For many employees of a large company having access to email twenty-four by seven (24×7) is what sets them apart from other companies. And for those employees who are away from the office or while traveling on business a connection can be the difference between success and missed deadlines. 

A service that most remote users can benefit from is called Outlook Web Access (OWA) which is a webmail service of Microsoft Exchange Server. OWA provides email functionality and mailbox features such as: Contacts, Calendar, Tasks, Notes and Public Folders. Mobile devices with Outlook Web Access functionality can support many corporate users and provide that valuable connection to corporate email.

Using a web browser on their handheld device users can access their much needed email. But as will often happen with technology Outlook Web Access is not bullet-proof. So administrators can expect to be called upon to solve problems that can come up from time to time when supporting remote users, their handhelds and their web accessible email connections.

One of those problems can involve the 0×80072f0d error code.

Sometimes an end user will call in for support after having tried to make a connection to their email server and then receive the following error message:

“The security certificate on the server is invalid. Contact your Exchange Server administrator or ISP to install a valid certificate on the server. Support Code: 80072F0D or 0×80072f0d”

This Error message can occur during an attempt to synchronize a Windows Mobile-based device by using Exchange ActiveSync for Exchange 2003 or for Exchange 2007 or for Exchange 2010.

What this is indicating is that an intermediate certification authority (CA) certificate is missing either on the device that is initiating the synchronization or is missing on the Exchange Server.

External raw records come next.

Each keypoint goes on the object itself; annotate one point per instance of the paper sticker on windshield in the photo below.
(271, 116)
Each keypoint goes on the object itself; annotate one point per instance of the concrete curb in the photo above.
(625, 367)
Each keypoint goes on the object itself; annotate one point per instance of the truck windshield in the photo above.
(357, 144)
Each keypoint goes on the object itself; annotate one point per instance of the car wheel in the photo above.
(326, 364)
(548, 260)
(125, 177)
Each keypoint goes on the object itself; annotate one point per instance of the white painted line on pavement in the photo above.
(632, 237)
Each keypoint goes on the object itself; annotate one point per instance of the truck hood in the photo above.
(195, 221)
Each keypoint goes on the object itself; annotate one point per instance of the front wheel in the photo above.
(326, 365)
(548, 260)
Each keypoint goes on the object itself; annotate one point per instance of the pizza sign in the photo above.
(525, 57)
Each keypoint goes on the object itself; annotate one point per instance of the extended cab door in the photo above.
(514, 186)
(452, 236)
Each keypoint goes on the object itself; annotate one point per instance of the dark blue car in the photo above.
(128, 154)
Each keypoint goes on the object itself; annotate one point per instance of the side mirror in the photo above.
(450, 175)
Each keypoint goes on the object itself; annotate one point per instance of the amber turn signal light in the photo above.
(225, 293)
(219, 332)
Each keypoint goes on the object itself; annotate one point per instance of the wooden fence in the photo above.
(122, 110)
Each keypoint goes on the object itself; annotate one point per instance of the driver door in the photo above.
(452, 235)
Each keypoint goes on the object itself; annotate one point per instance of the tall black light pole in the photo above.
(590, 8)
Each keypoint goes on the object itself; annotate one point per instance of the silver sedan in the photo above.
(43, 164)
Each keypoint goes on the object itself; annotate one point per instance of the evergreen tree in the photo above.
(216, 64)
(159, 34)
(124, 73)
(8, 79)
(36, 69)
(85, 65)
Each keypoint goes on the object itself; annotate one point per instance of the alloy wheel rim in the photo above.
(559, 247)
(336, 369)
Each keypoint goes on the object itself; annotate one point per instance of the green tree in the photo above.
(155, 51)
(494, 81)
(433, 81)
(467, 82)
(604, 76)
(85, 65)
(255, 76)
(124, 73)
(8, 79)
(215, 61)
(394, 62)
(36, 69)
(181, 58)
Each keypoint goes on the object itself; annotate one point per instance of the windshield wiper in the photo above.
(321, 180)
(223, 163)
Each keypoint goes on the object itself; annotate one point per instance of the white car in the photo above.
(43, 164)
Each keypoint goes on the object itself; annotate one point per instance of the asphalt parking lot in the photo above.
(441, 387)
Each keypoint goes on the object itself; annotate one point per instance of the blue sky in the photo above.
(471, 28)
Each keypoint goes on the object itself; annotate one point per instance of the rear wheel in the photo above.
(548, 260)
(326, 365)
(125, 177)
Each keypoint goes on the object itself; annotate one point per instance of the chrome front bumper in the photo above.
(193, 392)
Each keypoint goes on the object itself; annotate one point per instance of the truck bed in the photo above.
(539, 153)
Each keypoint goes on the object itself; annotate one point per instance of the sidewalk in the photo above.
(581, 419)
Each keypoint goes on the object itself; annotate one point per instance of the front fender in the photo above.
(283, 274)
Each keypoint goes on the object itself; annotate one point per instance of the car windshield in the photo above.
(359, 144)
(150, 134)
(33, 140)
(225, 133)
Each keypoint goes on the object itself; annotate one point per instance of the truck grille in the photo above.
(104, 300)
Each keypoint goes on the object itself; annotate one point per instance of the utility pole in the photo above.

But where does the handheld device obtain the intermediate CA certificate? It would normally be contained in its certificate store but it is usually not shipped with it. The intermediate CA certificate is most often obtained from the Internet Information Services (IIS) but only after IIS has verified the whole certificate chain. The only component of the certificate chain stored in the device’s certificate store is the root certificate. The reason for this certificate download process is to maintain the integrity of the certificate chain.

Oftentimes there can be problems if there are any misspellings in the canonical names in the root certificate. This can lead to errors or problems when end users try to send or receive email from their handheld devices. They may get messages such as:

“The server you are connected to is using a security certificate that could not be verified.
A certificate chain processed, but terminated in a root certificate which is
not trusted by the trust provider. Do you want to continue using this server? Yes or no”

Though the end users are still able to receive their emails it can become very annoying for them to always have to hit or enter “yes” every time they are presented with this type of email download issue.

A last resort solution is to delete and recreate the email account that is having the problem and then to restart the email client such as Outlook.

Another situation where the 0×80072f0d error code can be produced is if either the root CA certificate or the intermediate CA certificate is missing from the certificate store on the server that is running Windows Server 2003. This can also happen if the intermediate CA certificate has expired in the certificate store on the Windows Server.

An administrator can obtain more information about the certificate that is being used by typing the Outlook Web Access (OWA) URL for the server into their web browser. A lock icon may also be presented and then clicked on to gain further access. Additionally, one or more of the certificates in the “Certification Path” may need to be exported in order to complete the process. Also, more information and files may be needed from your certificate vendor in order to perform a complete analysis of all the components involved in the certificate chain.

Other recommended actions for correcting the problem include using a group policy configuration. A group policy configuration can be used to distribute all the certificates that are to be trusted by all members (computers) of the domain.

Another solution is to manually install all the certificates on the Exchange server and verify that the certificates are installed for the local computer account. If the certificates are installed on the server(s) that are being synchronized then those certificates do not need to be installed on their handheld. An administrator can use the “SSLChainSaver” utility to identify any missing certificates.